Ольга Тер-Газарян - Есенин и Айседора Дункан
«Если начнет контролировать – сразу брошу!» – подумал я. Некоторое время я сдерживал подымавшуюся из глубины души ярость, но потом меня вдруг как обожгло, я вскочил с кровати и заорал: «Ты мне не жена!».
Не помню, какое у нее было лицо, но уже секунду спустя я слышал виноватый шепот: «Prosti, Serоgenka! Prosti! Lublu tebja! Lublu, Serоgenka!».

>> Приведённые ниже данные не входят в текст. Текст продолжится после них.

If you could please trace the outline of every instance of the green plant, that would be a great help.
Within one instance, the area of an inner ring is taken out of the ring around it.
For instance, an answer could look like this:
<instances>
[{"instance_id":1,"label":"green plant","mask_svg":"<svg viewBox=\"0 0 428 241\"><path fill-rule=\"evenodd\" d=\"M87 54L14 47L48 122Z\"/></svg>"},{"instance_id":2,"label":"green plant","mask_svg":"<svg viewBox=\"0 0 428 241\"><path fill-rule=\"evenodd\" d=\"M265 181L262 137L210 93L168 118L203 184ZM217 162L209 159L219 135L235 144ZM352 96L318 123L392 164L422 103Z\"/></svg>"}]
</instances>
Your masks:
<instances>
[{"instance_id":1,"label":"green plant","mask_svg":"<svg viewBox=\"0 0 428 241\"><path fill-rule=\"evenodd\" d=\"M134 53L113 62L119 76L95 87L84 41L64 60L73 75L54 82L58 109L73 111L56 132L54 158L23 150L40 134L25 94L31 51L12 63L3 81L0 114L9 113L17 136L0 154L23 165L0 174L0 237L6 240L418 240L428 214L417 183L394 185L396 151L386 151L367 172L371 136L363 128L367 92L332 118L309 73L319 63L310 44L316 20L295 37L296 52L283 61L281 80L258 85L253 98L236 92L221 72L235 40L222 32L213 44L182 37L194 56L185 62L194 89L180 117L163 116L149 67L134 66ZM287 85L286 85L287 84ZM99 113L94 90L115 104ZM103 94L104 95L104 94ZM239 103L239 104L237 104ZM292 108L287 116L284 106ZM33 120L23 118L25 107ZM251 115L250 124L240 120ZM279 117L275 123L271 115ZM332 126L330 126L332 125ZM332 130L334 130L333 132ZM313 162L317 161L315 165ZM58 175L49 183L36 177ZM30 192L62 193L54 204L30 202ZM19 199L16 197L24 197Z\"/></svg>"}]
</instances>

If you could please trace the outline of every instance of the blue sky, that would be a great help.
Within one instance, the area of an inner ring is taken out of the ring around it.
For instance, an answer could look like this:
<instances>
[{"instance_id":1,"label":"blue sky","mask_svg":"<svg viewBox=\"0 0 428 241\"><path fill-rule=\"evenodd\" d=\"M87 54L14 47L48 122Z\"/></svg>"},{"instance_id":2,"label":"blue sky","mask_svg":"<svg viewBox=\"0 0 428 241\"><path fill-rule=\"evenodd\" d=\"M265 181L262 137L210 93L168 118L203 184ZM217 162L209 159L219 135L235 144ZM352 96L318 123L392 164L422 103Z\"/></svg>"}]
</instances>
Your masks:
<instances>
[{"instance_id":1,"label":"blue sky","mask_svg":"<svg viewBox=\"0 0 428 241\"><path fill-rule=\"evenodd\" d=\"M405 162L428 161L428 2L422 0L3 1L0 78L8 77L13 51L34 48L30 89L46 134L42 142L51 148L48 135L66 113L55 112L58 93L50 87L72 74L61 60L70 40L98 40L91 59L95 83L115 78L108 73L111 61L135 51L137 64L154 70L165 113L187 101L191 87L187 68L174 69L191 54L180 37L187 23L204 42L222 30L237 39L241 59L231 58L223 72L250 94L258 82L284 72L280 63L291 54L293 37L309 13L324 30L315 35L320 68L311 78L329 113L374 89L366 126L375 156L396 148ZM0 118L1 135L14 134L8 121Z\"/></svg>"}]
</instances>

Эти три дня, что меня не было, я провел у Коненкова – зашел на один вечер, а остался на три дня. Такое бывало довольно часто. Бородатый пан сначала заехал за мной вместе с Надей Воль-пин. Я был очень рад ее видеть, поскольку в последнюю нашу встречу мы сильно поссорились, и я уж думал, что навсегда. Коненков не знал, что мы знакомы и кинулся представлять ее мне: мол, замечательная девушка, английский знает. Но я не дал ему закончить и задушил Надю в своих объятиях, повергнув скульптора в страшное изумление: «Ну, молодец, отбросила обиду!». Я очень уважал ее – она была не похожа на остальных женщин. У нее был острый ум и не менее острый язык, маленький вздернутый носик и цепкие глаза-пуговки. Я стал ее первым мужчиной. Почему она выбрала меня? Любила?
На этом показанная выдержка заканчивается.